Lo novedoso aquí es que el Vaticano II reclama de la vida parroquial abrir ventanas y asomarse a un mundo exterior menesteroso. Dicho de otro modo: la acción parroquial no se reduce a los muros internos, sino que debe abrirse también a esa gran parroquia que es el mundo. Es justamente lo de la Iglesia en salida, lo cual nos lleva inevitablemente al problema de marras. Dudo mucho que a los pueblos de la España vaciada se les antojen estos remedios como la alegría de la huerta, cuando lo que piden, esperan, ansían, es, más que la Iglesia en salida, una Iglesia en llegada.

Decía Pablo VI que la Iglesia «tiene todavía necesidad de ser enunciada con más exactitud. La Iglesia es misterio, es decir, realidad penetrada por la divina presencia, y por esto siempre capaz de nuevas y más profundas investigaciones» (Discurso del 29.IX.1963: BAC 252, p. 1007; cf. pp.1016.1025).

La Iglesia «mira a los pobres, a los necesitados, a los afligidos, a los hambrientos, a los enfermos, a los encarcelados, es decir, mira a toda la humanidad que sufre y llora; ésta le pertenece por derecho evangélico […] Mira más allá, por encima de los confines del horizonte cristiano. ¿Cómo podría ella poner límites a su amor, si debe hacer suyo el de Dios Padre, que hace descender la lluvia de sus gracias sobre todos (cf. Mt 5, 48) y ha amado al mundo de tal manera que le ha dado a su Hijo unigénito? (cf. Jn 3, 16).
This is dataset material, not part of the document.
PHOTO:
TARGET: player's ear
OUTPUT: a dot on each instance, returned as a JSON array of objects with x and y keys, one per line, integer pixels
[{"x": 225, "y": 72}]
[…] La mirada de la Iglesia se extiende todavía sobre otros inmensos campos humanos (…juventud;… las innumerables criaturas humanas que se sienten solas…) y a todos, a todos, lanza su grito de saludo y de esperanza, a todos desea y ofrece la luz de la verdad, de la vida y de la salvación, porque Dios quiere que todos los hombres se salven y lleguen al conocimiento de la verdad (1 Tim 2,4)» (Ib., 1013s.).

«La Iglesia, en este mundo, no es fin de sí misma; está al servicio de todos los hombres; debe hacer presente a Cristo a todos, individuos y pueblo, del modo más amplio, más generoso posible; ésta es su misión. Ella es portadora del amor, favorecedora de verdadera paz» (Ib., 1045).
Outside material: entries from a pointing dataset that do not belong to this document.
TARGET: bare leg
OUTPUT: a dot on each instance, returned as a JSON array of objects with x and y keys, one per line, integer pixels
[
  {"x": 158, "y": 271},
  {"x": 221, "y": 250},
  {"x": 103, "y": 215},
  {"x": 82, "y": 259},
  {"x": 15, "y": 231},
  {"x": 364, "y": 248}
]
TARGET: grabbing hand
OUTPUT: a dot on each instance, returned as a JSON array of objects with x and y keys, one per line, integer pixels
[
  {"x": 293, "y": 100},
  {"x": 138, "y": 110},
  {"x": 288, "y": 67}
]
Apasionante, la tarea que aguarda. Pero, al propio tiempo, de difícil y compleja praxis. Bueno será recordar que Dios actúa casi siempre por lo que en teología llamamos causas segundas. ¿Tenemos cerebro?, usémoslo. ¿Corazón?, pongámoslo a punto. ¿A su Hijo?, oigamos su voz, imitemos sus gestos, secundemos sus pasos, que el tiempo, ni siempre da canas, ni siempre seso. El tiempo es padre de la verdad, y a lucir la sacará.

¿Tiempo al tiempo? La España vaciada se muere sola. Y con ella, vivencias y modos de encarnar la fe. No parece que la solución ideal sea obstinarse en revivir una época que se fue para no volver: las oscuras golondrinas de Bécquer no volverán sus nidos a colgar. Tampoco resuelve nada imaginarse que lo desaparecido es el mejor modo de vivir la fe. Si cada día tiene su afán, ¿por qué no también el nuestro? ¿Por qué no el de un futuro por llegar?

Otro pueblo de la España vaciada

Hasta que la aurora despunte, algo habrá que hacer a esas gentes medio aisladas, medio asistidas, medio abandonadas de la España interior. La verdad es que. hoy por hoy, lo hecho no pasa de mediocre. Serio problema, en fin, para una Conferencia Episcopal Española sin soluciones satisfactorias, ilusionantes y creativas: sólo palabras, palabras y más palabras en su pastoral rural. Como si la Palabra pidiera sólo palabras.